La direction du Nautilus se maintint au sud-est. Il coupa l’Équateur, le 1er décembre, par 142° de longitude, et le 4 du même mois, après une rapide traversée que ne signala aucun incident, nous eûmes connaissance du groupe des Marquises. J’aperçus à trois milles, par 8°57’ de latitude sud et 139°32’ de longitude ouest, la pointe Martin de Nouka-Hiva, la principale de ce groupe qui appartient à la France. Je vis seulement les montagnes boisées qui se dessinaient à l’horizon, car le capitaine Nemo n’aimait pas à rallier les terres. Là, les filets rapportèrent de beaux spécimens de poissons, des coryphènes aux nageoires azurées et à la queue d’or, dont la chair est sans rivale au monde, des hologymnoses à peu près dépourvus d’écailles, mais d’un goût exquis, des ostorhinques à mâchoire osseuse, des thasards jaunâtres qui valaient la bonite, tous poissons dignes d’être classés à l’office du bord.

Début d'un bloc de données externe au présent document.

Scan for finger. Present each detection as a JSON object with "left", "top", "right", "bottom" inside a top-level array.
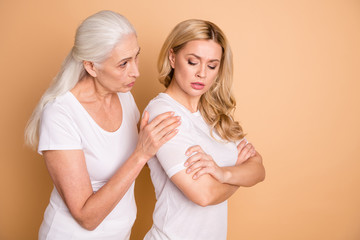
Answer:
[
  {"left": 184, "top": 152, "right": 204, "bottom": 167},
  {"left": 250, "top": 148, "right": 256, "bottom": 157},
  {"left": 186, "top": 160, "right": 214, "bottom": 173},
  {"left": 245, "top": 151, "right": 252, "bottom": 160},
  {"left": 185, "top": 145, "right": 204, "bottom": 156},
  {"left": 239, "top": 143, "right": 252, "bottom": 159},
  {"left": 149, "top": 112, "right": 175, "bottom": 128},
  {"left": 160, "top": 129, "right": 179, "bottom": 146},
  {"left": 237, "top": 140, "right": 247, "bottom": 152},
  {"left": 140, "top": 111, "right": 149, "bottom": 130},
  {"left": 153, "top": 117, "right": 181, "bottom": 138}
]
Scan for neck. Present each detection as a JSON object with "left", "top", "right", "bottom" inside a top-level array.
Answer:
[{"left": 165, "top": 81, "right": 201, "bottom": 113}]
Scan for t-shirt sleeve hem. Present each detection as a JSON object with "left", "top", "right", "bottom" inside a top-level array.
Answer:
[{"left": 38, "top": 145, "right": 82, "bottom": 155}]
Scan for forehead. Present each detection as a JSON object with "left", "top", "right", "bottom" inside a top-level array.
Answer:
[
  {"left": 179, "top": 39, "right": 222, "bottom": 60},
  {"left": 109, "top": 33, "right": 139, "bottom": 60}
]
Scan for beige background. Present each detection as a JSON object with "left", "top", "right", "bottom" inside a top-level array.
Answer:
[{"left": 0, "top": 0, "right": 360, "bottom": 240}]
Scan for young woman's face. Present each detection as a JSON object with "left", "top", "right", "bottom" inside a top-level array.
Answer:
[
  {"left": 95, "top": 34, "right": 140, "bottom": 92},
  {"left": 169, "top": 40, "right": 222, "bottom": 98}
]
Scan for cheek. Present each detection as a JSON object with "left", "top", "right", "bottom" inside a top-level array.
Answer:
[{"left": 174, "top": 64, "right": 194, "bottom": 80}]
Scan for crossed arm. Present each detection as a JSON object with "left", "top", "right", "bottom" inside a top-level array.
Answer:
[{"left": 171, "top": 141, "right": 265, "bottom": 207}]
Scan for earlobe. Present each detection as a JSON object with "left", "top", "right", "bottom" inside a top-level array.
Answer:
[
  {"left": 169, "top": 49, "right": 175, "bottom": 68},
  {"left": 83, "top": 61, "right": 97, "bottom": 77}
]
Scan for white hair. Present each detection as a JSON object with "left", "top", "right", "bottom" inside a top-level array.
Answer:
[{"left": 25, "top": 11, "right": 136, "bottom": 149}]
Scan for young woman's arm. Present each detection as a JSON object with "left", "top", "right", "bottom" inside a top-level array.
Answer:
[
  {"left": 43, "top": 113, "right": 179, "bottom": 230},
  {"left": 171, "top": 144, "right": 265, "bottom": 206},
  {"left": 185, "top": 141, "right": 265, "bottom": 187}
]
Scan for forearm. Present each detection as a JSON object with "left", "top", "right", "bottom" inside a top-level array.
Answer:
[
  {"left": 222, "top": 153, "right": 265, "bottom": 187},
  {"left": 171, "top": 170, "right": 238, "bottom": 207},
  {"left": 72, "top": 153, "right": 146, "bottom": 230}
]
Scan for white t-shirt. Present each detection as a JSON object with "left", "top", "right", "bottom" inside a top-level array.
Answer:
[
  {"left": 38, "top": 92, "right": 140, "bottom": 240},
  {"left": 144, "top": 93, "right": 238, "bottom": 240}
]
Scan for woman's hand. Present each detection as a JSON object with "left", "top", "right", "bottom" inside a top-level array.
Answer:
[
  {"left": 236, "top": 139, "right": 256, "bottom": 165},
  {"left": 135, "top": 111, "right": 181, "bottom": 160},
  {"left": 184, "top": 145, "right": 225, "bottom": 183}
]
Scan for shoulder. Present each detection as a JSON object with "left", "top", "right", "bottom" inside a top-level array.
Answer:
[
  {"left": 145, "top": 93, "right": 186, "bottom": 120},
  {"left": 41, "top": 92, "right": 79, "bottom": 125}
]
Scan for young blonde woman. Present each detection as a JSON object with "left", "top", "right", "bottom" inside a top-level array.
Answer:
[
  {"left": 145, "top": 20, "right": 265, "bottom": 240},
  {"left": 25, "top": 11, "right": 179, "bottom": 240}
]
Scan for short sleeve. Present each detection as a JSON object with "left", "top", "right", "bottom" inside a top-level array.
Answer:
[
  {"left": 38, "top": 103, "right": 82, "bottom": 154},
  {"left": 145, "top": 101, "right": 196, "bottom": 178}
]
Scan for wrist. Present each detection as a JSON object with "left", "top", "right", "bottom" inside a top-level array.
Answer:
[{"left": 132, "top": 150, "right": 151, "bottom": 165}]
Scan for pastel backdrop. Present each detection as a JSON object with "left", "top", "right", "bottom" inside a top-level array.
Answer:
[{"left": 0, "top": 0, "right": 360, "bottom": 240}]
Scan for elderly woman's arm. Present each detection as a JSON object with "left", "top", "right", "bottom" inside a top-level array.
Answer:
[{"left": 43, "top": 113, "right": 179, "bottom": 230}]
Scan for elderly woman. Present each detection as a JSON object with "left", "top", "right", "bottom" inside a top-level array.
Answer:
[
  {"left": 145, "top": 20, "right": 265, "bottom": 240},
  {"left": 25, "top": 11, "right": 180, "bottom": 240}
]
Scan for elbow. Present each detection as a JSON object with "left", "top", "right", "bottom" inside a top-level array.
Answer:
[
  {"left": 190, "top": 191, "right": 216, "bottom": 207},
  {"left": 72, "top": 214, "right": 101, "bottom": 231},
  {"left": 242, "top": 166, "right": 266, "bottom": 187}
]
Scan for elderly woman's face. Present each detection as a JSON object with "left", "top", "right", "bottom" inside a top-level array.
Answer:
[
  {"left": 169, "top": 40, "right": 222, "bottom": 98},
  {"left": 95, "top": 34, "right": 140, "bottom": 92}
]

Après avoir quitté ces îles charmantes protégées par le pavillon français, du 4 au 11 décembre, le Nautilus parcourut environ deux mille milles. Cette navigation fut marquée par la rencontre d’une immense troupe de calmars, curieux mollusques, très voisins de la seiche. Les pêcheurs français les désignent sous le nom d’encornets, et ils appartiennent à la classe des céphalopodes et à la famille des dibranchiaux, qui comprend avec eux les seiches et les argonautes. Ces animaux furent particulièrement étudiés par les naturalistes de l’antiquité, et ils fournissaient de nombreuses métaphores aux orateurs de l’Agora, en même temps qu’un plat excellent à la table des riches citoyens, s’il faut en croire Athénée, médecin grec, qui vivait avant Gallien.

Ce fut pendant la nuit du 9 au 10 décembre, que le Nautilus rencontra cette armée de mollusques qui sont particulièrement nocturnes. On pouvait les compter par millions. Ils émigraient des zones tempérées vers les zones plus chaudes, en suivant l’itinéraire des harengs et des sardines. Nous les regardions à travers les épaisses vitres de cristal, nageant à reculons avec une extrême rapidité, se mouvant au moyen de leur tube locomoteur, poursuivant les poissons et les mollusques, mangeant les petits, mangés des gros, et agitant dans une confusion indescriptible les dix pieds que la nature leur a implantés sur la tête, comme une chevelure de serpents pneumatiques. Le Nautilus, malgré sa vitesse, navigua pendant plusieurs heures au milieu de cette troupe d’animaux. et ses filets en ramenèrent une innombrable quantité, où je reconnus les neuf espèces que d’Orbigny a classées pour l’océan Pacifique.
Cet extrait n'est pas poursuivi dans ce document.